The bipartisan Advisory Council on Revenues issued recommendations in May that called for lowering income tax rates, eliminating itemized deductions and repealing the estate tax.

Doing so shifts the burden by broadening the base, making the state less reliant on smaller subsets.

It’s a similar principle that led Mr. Simpler to oppose the option taken by the State Employee Benefits Committee in May. Rather than increasing deductibles, the committee chose to cut erectile dysfunction drugs and increase prescription drug costs.

That may have satisfied the unions and lawmakers who fought against deductible hikes, but Mr. Simpler believes it also exposes Delaware to greater risk and could be unfair to a subset of state workers.

With health care costs growing faster than revenues, the state cannot hope to avoid increases forever unless it considers large scale changes, he said. Officials have to fight the challenge of pushing the problem off until sometime in the near future, he believes.

“When the tide is out and you see litter and debris on the ocean floor, you can either choose to pick it up and clean it up, or you can wait for the tide to come back in,” he said. “If you just wait for the tide to come back in, (the litter is) still going to be there.”

In a quarterly newsletter issued earlier this month, Mr. Simpler laid out his thoughts on efficiency.

“The inescapable background fact, however, is that our state and local governments already spend an amount per person that is among the highest in the nation — greater than 43 other states and 20 percent above the U.S. average,” he wrote.

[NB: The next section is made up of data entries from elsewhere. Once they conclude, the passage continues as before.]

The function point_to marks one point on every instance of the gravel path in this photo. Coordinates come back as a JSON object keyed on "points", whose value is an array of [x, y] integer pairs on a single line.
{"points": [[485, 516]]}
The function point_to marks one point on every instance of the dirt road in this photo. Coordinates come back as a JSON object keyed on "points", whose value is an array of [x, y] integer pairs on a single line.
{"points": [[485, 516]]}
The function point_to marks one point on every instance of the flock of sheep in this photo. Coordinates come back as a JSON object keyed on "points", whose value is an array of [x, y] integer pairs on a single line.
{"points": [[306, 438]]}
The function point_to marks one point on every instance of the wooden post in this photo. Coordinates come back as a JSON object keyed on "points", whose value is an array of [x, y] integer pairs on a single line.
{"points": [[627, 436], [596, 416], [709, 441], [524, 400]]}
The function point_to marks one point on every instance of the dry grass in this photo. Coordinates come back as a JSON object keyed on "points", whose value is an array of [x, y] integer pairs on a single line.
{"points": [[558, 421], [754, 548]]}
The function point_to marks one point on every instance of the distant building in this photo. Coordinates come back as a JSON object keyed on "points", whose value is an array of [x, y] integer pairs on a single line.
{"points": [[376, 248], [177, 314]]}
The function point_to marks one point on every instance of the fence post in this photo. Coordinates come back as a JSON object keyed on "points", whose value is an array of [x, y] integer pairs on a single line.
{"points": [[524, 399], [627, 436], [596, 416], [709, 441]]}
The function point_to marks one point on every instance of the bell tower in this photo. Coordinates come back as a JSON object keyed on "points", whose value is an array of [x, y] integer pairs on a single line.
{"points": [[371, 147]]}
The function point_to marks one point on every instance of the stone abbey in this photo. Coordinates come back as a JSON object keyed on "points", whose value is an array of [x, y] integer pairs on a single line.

He expounded on that Wednesday, noting that while politicians on opposing sides may argue about the merits of spending more versus spending less, very few people would be opposed to efficient spending.

“If I say it’s a value problem there’s a good chance I can get everyone in the room, because everyone wants good value,” he said.

Figuring out how to increase efficiency is the trick.

Sen. Greg Lavelle, R-Sharpley, who engaged in some public disagreements with Mr. Flowers, praised Mr. Simpler.

Both men served on the Advisory Council on Revenues over the past year.

Mr. Flowers was more confrontational, he said, whereas his successor has been more even-handed and has helped settle down the office “after some of the tumult” it went through in the prior years.

Mr. Simpler mostly avoided criticizing the former treasurer, although he believes the office is functioning better now.

Whereas Mr. Flowers and top officials in the executive branch feuded on occasions, Mr. Simpler has had a difference experience.

At the January inauguration, Gov. Markell pledged to welcome the Republican and work with him — something Mr. Flowers said at the time he believes he didn’t have.

Mr. Simpler said he has done little work directly with the governor but has teamed with some of his top surrogates on various occasions, such as on committees. He described his interaction with the executive branch as positive.

He’s committed to the position of state treasurer, he insisted. Over the next year, Mr. Simpler said he intends to sit back and enjoy the 2016 election cycle not as a challenger or incumbent but simply as a spectator, a different position from last year.